Crab and Asparagus Fettuccine
Serves 4 to 5
- 2 tbsp extra virgin olive oil
- 1 shallot, finely diced
- 1 tsp soft thyme leaves
- 2 tsp anchovy essence
- 150ml/¼ pint dry white wine
- 150ml/¼ pint fish stock
- salt and freshly ground black pepper
- 450g/1lb asparagus, trimmed and cut into 2.5cm/1in pieces
- 350g/12oz white crab meat
- 675g1½lb fresh fettuccine
- 55g/2oz unsalted butter
- 1 lemon, juice only
- 2 tbsp chopped parsley
- Heat the olive oil in a heavy-bottomed frying pan.
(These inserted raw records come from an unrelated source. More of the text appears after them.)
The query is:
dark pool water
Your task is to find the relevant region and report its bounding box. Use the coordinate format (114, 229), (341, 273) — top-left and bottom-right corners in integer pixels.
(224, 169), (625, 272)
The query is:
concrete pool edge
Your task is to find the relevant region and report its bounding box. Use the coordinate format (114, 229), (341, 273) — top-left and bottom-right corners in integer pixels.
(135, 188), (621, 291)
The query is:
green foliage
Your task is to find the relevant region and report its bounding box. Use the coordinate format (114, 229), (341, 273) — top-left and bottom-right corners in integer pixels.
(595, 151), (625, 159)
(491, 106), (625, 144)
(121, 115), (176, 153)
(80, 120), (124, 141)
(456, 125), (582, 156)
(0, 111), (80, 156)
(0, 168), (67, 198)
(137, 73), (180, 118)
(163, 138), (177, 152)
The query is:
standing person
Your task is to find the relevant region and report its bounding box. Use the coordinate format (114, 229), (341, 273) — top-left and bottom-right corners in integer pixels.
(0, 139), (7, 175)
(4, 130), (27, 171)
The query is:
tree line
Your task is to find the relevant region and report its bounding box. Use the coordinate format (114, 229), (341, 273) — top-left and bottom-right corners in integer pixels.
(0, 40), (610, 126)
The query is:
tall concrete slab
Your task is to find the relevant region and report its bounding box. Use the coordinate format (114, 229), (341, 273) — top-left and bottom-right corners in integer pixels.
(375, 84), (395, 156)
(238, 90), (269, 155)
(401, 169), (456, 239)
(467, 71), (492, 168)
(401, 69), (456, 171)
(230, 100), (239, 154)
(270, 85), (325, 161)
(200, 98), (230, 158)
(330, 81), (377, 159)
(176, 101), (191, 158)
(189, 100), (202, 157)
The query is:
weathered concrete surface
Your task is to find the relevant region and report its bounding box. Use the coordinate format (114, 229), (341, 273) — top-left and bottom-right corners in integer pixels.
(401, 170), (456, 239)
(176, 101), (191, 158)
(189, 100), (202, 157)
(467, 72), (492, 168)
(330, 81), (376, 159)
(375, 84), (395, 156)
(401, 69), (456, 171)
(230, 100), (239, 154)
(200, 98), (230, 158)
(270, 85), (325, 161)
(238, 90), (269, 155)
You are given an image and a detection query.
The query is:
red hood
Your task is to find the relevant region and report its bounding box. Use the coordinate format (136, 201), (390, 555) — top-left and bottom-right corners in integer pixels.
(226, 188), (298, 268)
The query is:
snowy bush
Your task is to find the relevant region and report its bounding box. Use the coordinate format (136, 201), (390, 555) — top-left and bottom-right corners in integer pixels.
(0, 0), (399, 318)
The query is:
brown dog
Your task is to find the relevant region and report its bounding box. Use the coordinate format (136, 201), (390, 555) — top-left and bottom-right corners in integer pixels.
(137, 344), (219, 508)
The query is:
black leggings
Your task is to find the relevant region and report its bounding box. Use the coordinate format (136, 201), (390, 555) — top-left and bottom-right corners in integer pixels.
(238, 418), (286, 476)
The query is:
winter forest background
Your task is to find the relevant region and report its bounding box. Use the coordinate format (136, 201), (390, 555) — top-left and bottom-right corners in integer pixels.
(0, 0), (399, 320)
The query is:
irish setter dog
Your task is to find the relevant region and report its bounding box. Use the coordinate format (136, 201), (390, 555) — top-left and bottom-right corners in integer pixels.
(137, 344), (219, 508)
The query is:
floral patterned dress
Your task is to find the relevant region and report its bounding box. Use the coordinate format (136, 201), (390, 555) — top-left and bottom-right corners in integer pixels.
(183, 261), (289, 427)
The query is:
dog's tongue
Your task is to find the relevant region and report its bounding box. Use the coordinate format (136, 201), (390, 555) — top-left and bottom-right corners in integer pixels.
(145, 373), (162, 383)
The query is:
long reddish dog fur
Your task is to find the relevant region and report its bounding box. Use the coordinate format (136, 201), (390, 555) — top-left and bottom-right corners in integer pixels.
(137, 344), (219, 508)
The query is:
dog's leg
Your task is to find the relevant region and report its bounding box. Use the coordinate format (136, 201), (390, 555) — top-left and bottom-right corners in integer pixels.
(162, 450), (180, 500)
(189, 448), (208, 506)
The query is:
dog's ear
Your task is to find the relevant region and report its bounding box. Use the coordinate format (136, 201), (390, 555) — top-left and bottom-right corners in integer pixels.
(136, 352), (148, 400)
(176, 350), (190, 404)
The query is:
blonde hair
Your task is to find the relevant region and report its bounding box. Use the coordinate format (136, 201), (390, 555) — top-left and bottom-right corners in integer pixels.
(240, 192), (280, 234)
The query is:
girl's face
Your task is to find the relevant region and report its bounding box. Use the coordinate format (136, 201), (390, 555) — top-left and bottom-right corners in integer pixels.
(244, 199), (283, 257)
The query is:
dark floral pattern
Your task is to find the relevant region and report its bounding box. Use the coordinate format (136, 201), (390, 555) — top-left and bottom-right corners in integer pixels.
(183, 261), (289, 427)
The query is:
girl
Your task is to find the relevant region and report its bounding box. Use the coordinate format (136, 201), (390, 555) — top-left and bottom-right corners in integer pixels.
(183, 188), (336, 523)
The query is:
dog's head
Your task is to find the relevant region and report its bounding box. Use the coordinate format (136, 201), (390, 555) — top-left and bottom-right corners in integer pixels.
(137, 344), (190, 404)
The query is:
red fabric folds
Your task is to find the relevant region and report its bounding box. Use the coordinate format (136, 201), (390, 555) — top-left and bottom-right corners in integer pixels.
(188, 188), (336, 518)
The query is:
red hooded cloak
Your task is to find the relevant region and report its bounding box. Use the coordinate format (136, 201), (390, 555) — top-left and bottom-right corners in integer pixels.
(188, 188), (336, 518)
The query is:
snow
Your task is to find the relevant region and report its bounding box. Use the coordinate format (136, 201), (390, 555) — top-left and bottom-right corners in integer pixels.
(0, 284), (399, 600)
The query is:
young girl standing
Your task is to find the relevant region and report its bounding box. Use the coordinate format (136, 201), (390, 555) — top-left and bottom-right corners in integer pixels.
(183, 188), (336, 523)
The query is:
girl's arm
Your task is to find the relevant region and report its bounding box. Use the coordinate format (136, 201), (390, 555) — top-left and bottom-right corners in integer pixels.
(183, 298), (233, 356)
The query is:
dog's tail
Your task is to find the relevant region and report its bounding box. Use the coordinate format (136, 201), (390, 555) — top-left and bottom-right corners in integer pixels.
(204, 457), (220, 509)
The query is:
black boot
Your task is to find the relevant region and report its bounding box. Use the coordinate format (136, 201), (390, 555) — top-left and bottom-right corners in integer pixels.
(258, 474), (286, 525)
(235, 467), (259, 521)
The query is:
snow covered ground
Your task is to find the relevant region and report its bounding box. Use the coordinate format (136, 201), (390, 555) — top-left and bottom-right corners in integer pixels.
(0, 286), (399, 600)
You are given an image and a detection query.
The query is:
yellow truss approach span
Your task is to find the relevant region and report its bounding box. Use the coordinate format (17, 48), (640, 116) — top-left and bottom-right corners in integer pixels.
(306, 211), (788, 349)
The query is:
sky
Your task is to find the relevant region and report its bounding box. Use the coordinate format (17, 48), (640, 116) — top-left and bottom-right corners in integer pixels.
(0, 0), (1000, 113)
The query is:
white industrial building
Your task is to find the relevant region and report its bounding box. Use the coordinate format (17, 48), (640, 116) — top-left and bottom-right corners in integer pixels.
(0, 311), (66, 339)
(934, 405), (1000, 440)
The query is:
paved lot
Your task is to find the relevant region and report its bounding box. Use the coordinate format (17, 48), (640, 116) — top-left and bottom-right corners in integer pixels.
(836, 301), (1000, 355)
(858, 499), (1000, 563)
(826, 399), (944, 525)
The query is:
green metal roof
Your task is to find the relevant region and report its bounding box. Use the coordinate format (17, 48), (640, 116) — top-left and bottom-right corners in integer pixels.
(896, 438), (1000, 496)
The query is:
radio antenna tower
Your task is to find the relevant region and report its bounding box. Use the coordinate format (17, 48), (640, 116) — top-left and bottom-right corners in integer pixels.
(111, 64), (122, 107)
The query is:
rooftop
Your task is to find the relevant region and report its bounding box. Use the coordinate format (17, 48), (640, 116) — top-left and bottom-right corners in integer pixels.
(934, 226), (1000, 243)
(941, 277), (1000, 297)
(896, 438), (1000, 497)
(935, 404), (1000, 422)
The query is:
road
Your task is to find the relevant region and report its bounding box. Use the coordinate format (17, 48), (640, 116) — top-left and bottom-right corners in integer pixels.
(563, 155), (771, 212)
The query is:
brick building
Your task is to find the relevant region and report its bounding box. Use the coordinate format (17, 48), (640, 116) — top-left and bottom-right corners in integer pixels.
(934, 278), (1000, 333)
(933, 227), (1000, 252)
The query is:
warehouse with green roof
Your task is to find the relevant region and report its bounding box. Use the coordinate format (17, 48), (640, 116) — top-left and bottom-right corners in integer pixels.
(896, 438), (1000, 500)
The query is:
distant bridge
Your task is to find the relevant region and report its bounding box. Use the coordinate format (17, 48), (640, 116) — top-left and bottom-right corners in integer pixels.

- Add the shallot and cook gently until soft but not brown.
- Add the thyme, anchovy essence, wine and fish stock and bring to the boil.
- Cook until the liquid has reduced by half.
- Meanwhile, bring a large pot of salted water to the boil.
- Add the asparagus and cook for six minutes.
- Drain, retaining the water, and add the reduced shallot liquid with the crab.
- Cook the fettuccine in the asparagus water for about 3-4 minutes, depending on the freshness.
- Drain and add to the crab sauce.
- To finish, heat the butter in a frying pan until nutty and golden.
- Add the lemon juice and the parsley and pour over the pasta.
- Toss to combine. Season to taste with plenty of black pepper.